I would like to end this blog series by thanking RGGU, particularly the Russian-American Studies Center and its director, Dr. Marina Kaul, for facilitating my time there and for allowing me to teach this course for the first time. I also want to end with a sweet anecdote from one of my last classes. Sometime in April, Apple unveiled ethnically diverse emojis. I only realized this when my students came up to me after class and told me about it, and informed me that they were now using African-American emojis to express their solidarity with the black struggle.
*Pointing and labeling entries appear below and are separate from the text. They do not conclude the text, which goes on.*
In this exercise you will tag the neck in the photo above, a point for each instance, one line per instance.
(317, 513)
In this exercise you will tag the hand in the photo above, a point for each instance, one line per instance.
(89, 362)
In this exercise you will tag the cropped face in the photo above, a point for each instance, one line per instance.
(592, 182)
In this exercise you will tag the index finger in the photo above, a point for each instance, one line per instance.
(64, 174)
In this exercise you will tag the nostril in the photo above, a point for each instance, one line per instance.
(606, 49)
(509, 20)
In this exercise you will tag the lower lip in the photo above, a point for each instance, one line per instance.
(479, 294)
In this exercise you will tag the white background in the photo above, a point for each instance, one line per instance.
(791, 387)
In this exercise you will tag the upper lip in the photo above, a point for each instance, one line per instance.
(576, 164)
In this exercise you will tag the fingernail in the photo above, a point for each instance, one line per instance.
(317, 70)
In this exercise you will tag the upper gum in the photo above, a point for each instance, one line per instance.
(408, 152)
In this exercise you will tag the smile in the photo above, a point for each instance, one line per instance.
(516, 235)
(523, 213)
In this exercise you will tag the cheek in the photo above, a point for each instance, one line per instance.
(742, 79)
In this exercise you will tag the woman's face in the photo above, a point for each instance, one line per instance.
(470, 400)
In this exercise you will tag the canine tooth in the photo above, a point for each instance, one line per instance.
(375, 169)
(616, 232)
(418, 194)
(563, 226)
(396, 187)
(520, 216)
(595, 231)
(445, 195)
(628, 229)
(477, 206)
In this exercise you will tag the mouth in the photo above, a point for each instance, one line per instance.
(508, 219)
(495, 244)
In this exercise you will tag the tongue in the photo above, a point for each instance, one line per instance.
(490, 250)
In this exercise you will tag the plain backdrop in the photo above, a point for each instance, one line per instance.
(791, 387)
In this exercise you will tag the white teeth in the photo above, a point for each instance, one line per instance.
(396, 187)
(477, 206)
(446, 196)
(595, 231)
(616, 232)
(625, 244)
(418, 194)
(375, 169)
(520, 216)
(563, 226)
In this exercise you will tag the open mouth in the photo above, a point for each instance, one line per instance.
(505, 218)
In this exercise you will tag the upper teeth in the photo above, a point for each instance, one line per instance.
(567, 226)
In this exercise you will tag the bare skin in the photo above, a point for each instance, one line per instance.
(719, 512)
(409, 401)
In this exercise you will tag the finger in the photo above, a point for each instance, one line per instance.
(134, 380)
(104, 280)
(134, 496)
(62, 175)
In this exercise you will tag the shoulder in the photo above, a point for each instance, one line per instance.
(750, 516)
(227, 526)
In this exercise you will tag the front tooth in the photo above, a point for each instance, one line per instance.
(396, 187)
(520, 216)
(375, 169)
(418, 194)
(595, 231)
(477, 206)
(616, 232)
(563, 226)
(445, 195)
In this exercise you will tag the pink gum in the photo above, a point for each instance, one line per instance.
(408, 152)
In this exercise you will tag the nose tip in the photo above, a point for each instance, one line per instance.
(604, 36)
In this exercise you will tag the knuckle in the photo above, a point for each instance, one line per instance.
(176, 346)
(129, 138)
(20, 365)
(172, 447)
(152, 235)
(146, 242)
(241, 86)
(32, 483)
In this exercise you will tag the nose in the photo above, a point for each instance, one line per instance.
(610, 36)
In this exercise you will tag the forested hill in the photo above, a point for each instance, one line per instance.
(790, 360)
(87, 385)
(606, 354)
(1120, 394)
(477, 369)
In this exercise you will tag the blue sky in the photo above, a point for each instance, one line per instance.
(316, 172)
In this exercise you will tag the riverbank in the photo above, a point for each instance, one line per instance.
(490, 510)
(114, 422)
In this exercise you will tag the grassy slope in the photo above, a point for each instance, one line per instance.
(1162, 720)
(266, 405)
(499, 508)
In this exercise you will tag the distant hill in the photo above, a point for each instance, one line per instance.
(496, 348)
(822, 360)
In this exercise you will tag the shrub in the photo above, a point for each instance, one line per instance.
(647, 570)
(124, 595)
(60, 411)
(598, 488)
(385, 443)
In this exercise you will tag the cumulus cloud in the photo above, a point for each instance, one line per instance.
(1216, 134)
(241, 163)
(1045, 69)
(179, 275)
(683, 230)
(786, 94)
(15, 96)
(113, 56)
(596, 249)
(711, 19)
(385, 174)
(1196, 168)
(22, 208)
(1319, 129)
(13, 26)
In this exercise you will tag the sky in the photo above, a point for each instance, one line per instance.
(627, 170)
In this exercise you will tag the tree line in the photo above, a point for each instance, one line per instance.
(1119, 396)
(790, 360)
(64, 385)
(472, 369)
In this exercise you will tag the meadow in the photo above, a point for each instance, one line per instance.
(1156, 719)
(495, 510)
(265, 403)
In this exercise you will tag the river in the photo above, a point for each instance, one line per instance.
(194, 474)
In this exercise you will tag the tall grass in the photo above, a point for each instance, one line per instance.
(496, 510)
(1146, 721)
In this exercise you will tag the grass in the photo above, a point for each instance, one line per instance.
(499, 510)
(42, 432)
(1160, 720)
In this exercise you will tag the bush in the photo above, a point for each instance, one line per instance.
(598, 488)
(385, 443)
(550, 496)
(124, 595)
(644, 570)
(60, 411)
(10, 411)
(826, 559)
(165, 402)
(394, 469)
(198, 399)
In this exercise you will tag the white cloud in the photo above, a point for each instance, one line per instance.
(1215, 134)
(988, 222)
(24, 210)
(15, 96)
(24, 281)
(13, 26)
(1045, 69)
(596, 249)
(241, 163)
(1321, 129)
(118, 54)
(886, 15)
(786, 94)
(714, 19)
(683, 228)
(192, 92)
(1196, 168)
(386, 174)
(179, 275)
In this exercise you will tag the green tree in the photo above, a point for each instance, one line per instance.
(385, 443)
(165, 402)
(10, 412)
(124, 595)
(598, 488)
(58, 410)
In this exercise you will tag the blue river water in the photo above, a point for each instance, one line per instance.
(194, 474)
I never expected that my most emotional moment as a teacher would revolve around emojis, but at that moment, I felt like we had attained, even if just within the confines of that seminar room, the “personal element” between Russians and people of color that Lorde had been searching for in Tashkent.

 

2 responses to “Teaching Race in Russia: Some Conclusions”

  1. Kathryn David says:

    Great post- and an excellent series. I wonder if you’ve seen the television show “The Americans” about Soviet spies living in America. One of the ways that the audience begins to side with the Soviet spies is their involvement with the American Civil Rights movement and protesting apartheid in South Africa. The show presents Soviet spies as allied with these struggles- in contrast to many Americans on the show. It might be an interesting source to show your students- especially as it deals with how Americans see the Soviet Union’s relationship with race in hindsight.